Seventeen
Alone in a room full of people, I drew my knees up to the bench beside me and closed my eyes, listening to the music from the gramophone. I longed for William to return and hold me again, so I could tell him that he had a place in my otherwise empty heart. Sleepily, I sang along with the melody, so faint I could barely hear my own voice as I thought of William. Not knowing the song's words, I sang my own – calling him to return and claim me.
"Maria."
The unfamiliar voice made me jerk my eyes open. A forest of hands extended toward me as the assembled crew all asked the same thing – requesting that I dance with them.
No. This wasn't possible. They couldn't have heard me – how could they have known what I wanted, from the one man who wasn't among them? I jumped to my feet and shrugged off their pleas. William – where was William? I couldn't see past them to find him.
"No. NO!" I insisted, trying to push through them. I could see the door, but there were too many men in my way. I stumbled on anyway, shoving through them and stepping on my sarong skirt. My knee got caught in the fabric and I fell heavily to the deck. The men seemed to hesitate, before a clamour of voices rose again, offering to help me up. Every man's hands seemed to want to assist, like a million tentacles curling around my body. Between them, they lifted me to my feet, but the sarong had somehow come untied, so it slid to the deck and almost tripped me again as I struggled to escape their kind but misguided attention. I fought my way free from its folds and hurried to the exit. I wanted to scream at them to leave me alone and not touch me, but I didn't know the words.
I almost made it before a dark shadow barred my way. Two more hands grasped my shoulders and my tears of fury spilled over. "NO!" I cried, trying to push the man out of my way.
"What's wrong, Maria?" William asked gently, taking in my messy appearance. When his gaze reached my bare, bruised knees, his expression tightened. "What happened? Where is your skirt?"
Now the tears had started, I couldn't seem to turn them off. Faster they fell as I tried to pull out of his grasp so I could go hide in my cabin. I'd had enough revelry and dancing for one night – for all my nights.

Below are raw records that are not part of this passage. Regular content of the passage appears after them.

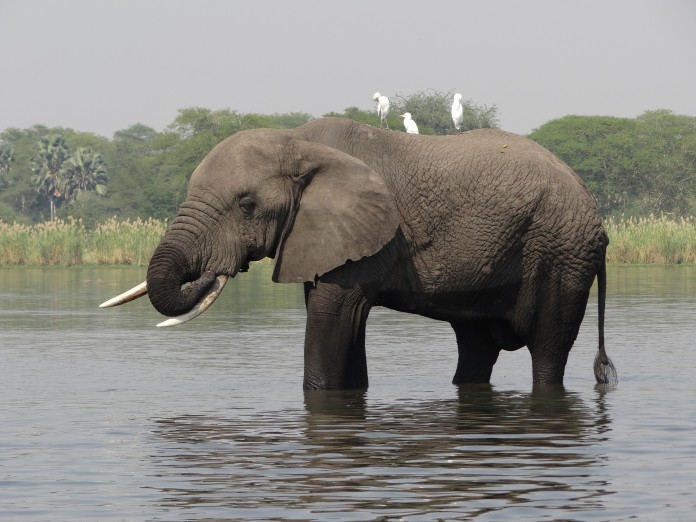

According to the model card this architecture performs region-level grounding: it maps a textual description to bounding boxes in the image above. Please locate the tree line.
[0,90,696,226]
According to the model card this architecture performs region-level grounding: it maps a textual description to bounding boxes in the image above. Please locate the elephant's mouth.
[99,272,230,326]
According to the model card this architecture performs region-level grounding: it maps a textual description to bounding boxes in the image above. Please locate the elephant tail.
[594,255,619,385]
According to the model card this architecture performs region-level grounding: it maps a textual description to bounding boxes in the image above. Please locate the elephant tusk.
[157,275,228,327]
[99,281,147,308]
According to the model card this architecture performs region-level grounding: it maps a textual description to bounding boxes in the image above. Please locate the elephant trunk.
[147,237,216,317]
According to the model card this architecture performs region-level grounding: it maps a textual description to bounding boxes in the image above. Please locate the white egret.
[401,112,418,134]
[372,92,389,129]
[452,93,464,130]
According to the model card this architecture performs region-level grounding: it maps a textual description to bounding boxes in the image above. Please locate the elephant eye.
[239,196,256,217]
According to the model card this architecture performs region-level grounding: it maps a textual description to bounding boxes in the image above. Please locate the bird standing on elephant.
[104,118,616,389]
[401,112,418,134]
[452,93,464,130]
[372,92,389,129]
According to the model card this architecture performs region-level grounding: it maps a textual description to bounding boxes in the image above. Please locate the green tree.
[32,135,69,221]
[62,147,108,199]
[529,110,696,216]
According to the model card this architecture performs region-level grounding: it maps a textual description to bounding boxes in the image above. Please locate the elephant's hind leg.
[450,321,500,384]
[527,274,591,384]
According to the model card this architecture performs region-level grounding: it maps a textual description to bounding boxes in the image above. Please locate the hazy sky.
[0,0,696,137]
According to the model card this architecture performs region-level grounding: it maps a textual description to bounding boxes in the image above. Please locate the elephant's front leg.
[451,321,500,384]
[304,280,373,389]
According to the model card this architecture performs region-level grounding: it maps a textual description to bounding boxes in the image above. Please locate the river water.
[0,266,696,521]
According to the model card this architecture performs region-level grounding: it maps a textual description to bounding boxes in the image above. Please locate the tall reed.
[0,218,167,266]
[604,216,696,265]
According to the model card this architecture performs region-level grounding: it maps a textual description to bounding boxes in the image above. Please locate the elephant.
[102,118,616,389]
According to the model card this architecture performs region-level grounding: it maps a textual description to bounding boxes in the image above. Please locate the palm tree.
[31,136,68,221]
[63,147,107,199]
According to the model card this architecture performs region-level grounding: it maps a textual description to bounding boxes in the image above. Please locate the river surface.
[0,266,696,521]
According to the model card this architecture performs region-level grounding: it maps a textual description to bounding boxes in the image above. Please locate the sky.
[0,0,696,138]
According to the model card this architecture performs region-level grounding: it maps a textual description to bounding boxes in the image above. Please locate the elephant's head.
[102,129,399,322]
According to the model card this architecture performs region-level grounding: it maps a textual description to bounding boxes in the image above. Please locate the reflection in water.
[150,386,610,520]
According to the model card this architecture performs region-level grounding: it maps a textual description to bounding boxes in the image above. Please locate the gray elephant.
[102,118,616,389]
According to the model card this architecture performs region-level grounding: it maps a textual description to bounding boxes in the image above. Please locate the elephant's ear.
[273,140,400,283]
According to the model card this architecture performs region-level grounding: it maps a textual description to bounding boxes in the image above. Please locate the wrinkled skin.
[141,118,608,389]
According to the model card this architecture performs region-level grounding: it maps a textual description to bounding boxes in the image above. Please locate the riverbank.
[0,216,696,266]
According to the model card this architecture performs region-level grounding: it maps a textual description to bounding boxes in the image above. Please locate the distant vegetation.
[0,90,696,265]
[0,216,696,267]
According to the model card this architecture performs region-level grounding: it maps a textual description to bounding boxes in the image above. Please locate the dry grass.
[0,218,167,266]
[604,216,696,265]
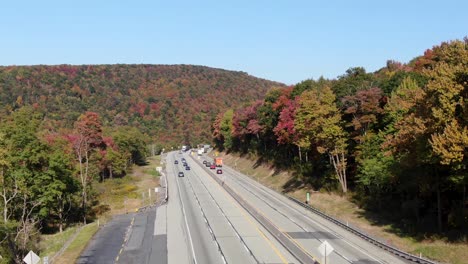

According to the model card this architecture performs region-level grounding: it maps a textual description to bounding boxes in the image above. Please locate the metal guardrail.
[210,155,437,264]
[190,156,319,264]
[282,196,437,264]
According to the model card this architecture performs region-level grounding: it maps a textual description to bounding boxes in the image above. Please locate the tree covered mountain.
[0,65,283,145]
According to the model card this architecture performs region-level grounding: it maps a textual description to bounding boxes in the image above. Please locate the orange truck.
[215,158,223,167]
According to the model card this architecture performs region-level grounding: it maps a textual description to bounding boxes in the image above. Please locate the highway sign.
[318,240,334,257]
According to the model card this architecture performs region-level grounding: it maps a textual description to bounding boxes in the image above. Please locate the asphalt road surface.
[186,153,407,263]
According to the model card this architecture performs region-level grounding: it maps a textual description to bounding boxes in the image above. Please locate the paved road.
[166,153,298,264]
[78,152,414,264]
[76,214,134,264]
[194,155,406,263]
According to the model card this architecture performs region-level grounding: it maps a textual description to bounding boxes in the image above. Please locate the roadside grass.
[221,153,468,264]
[39,226,78,259]
[54,222,99,263]
[40,156,164,263]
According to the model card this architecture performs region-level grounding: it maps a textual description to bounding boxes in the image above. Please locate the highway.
[82,152,408,264]
[179,155,407,263]
[166,153,299,263]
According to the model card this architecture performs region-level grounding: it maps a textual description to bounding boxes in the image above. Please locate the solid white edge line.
[176,155,198,264]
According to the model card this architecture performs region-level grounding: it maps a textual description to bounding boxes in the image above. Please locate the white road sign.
[23,250,41,264]
[318,240,334,257]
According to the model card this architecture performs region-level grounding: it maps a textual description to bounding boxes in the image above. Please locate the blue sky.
[0,0,468,84]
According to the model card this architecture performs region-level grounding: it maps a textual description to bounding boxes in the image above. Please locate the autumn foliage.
[213,38,468,235]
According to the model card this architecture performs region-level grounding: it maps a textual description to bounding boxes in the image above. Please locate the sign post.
[23,250,41,264]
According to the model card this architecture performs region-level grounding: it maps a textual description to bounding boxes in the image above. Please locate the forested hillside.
[0,65,281,263]
[0,65,281,145]
[213,38,468,237]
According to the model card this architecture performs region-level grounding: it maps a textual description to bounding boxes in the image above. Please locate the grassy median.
[218,153,468,264]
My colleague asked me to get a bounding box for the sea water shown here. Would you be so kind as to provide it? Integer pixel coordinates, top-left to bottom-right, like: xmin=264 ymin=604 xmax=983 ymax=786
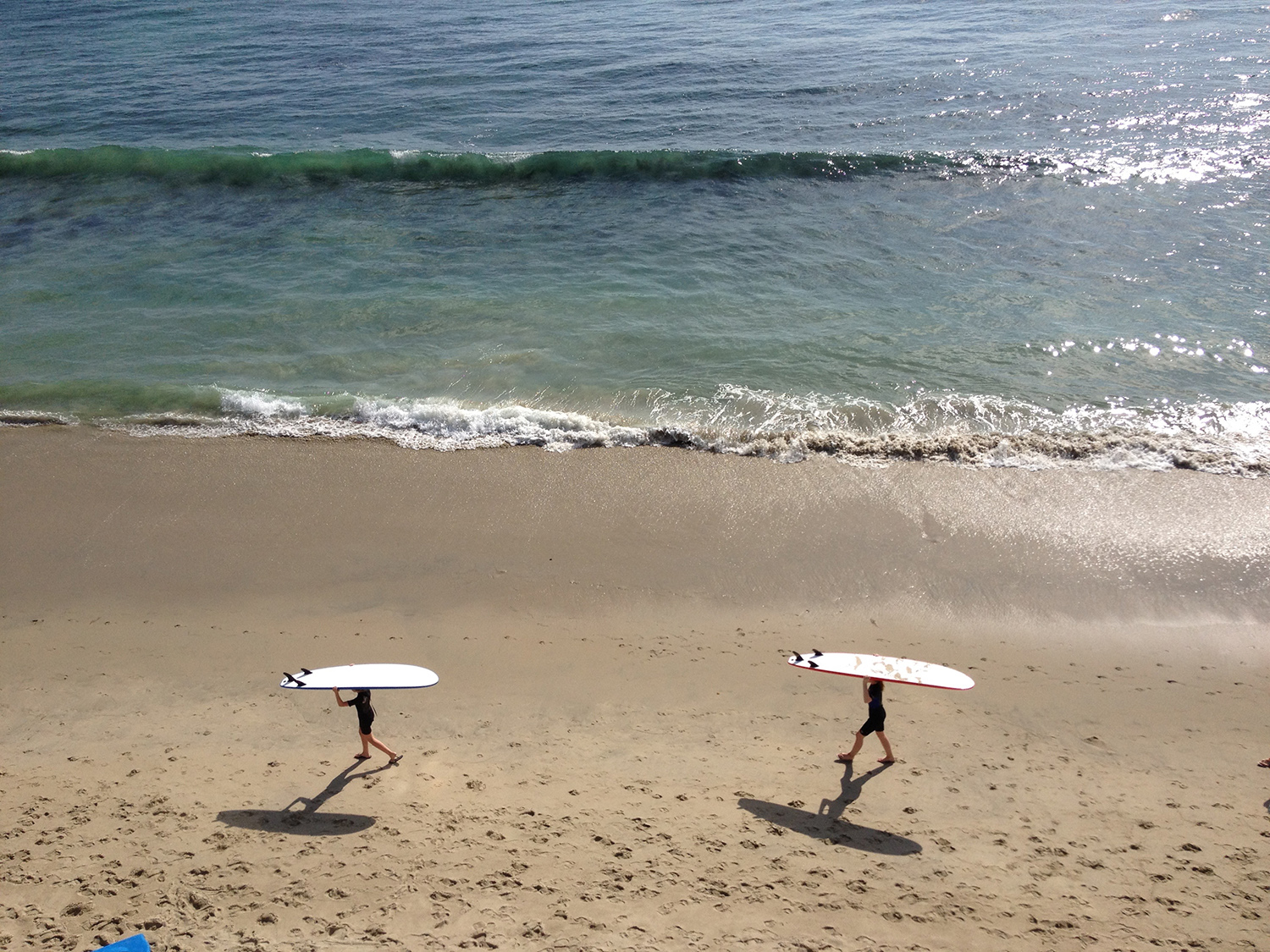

"It's all right, lass," he said. I cried out in alarm as he swept me up in his arms. My feet grazed the bulkhead – the passage wasn't wide enough for this.

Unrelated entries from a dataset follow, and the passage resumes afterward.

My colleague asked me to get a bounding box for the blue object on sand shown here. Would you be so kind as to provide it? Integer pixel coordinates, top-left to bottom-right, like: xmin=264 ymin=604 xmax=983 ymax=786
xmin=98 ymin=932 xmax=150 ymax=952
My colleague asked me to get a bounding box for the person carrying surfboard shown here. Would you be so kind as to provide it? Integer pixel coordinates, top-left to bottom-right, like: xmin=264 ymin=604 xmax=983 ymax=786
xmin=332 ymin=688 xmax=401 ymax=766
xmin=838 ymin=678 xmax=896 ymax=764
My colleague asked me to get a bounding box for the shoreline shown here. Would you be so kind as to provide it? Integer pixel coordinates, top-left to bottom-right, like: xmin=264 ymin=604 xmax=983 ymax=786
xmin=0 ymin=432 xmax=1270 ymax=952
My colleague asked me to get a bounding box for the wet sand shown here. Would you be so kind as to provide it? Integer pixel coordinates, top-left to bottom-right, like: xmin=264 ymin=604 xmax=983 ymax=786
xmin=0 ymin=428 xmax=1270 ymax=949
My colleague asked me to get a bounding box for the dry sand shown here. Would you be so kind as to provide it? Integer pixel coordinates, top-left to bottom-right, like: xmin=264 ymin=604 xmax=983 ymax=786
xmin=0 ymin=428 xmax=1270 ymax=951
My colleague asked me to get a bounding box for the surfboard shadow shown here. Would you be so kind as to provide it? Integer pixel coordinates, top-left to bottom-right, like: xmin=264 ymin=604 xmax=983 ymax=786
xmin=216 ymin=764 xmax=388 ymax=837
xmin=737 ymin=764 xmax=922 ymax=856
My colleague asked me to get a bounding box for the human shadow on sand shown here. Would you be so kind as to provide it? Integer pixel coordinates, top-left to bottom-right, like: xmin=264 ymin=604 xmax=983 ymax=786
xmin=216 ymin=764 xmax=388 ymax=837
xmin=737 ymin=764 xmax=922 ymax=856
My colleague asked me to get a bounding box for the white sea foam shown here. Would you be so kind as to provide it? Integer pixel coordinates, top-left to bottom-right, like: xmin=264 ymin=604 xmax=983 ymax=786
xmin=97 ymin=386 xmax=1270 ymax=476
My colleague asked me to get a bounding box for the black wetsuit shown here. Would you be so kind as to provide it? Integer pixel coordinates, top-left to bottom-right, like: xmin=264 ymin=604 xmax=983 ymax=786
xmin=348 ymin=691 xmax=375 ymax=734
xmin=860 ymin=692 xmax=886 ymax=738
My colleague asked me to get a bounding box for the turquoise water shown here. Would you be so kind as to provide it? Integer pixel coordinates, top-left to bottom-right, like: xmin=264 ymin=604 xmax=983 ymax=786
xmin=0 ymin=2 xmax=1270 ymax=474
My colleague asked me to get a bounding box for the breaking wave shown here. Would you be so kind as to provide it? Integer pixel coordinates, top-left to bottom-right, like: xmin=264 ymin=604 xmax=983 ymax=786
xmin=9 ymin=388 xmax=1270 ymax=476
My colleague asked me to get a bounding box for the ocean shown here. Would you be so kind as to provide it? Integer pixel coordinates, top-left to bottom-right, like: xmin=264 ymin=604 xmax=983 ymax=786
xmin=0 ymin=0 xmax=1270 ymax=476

"McGregor," the captain began. I hadn't seen him standing in the shadows beside William. Had he witnessed my weakness, too? I struggled to be set on my own feet again.
Looking hurt, William gave me my freedom. "I swore I'd keep her safe and I won't break my promise. It's your ship and they're your crew – you sort them out. All I'm worried about is Maria."
Captain Foster sighed. "Take care of her, then, and find her some clothes. God only knows what happened this time and she surely won't tell us. Go on." He waved his hands in the direction of the sleep cabins.
Cautiously, I took William's hand. I took two steps toward our cabin, but he hadn't moved, letting my arm stretch out behind me. One more step and I'd have to let go. I didn't want to. "No hurt," I said slowly. "No more dance." I laid my cheek on the back of my hand, as I'd seen him do when he slept, and closed my eyes. "Rest."
Perhaps in the morning I'd have the courage to tell him the secrets of my heart.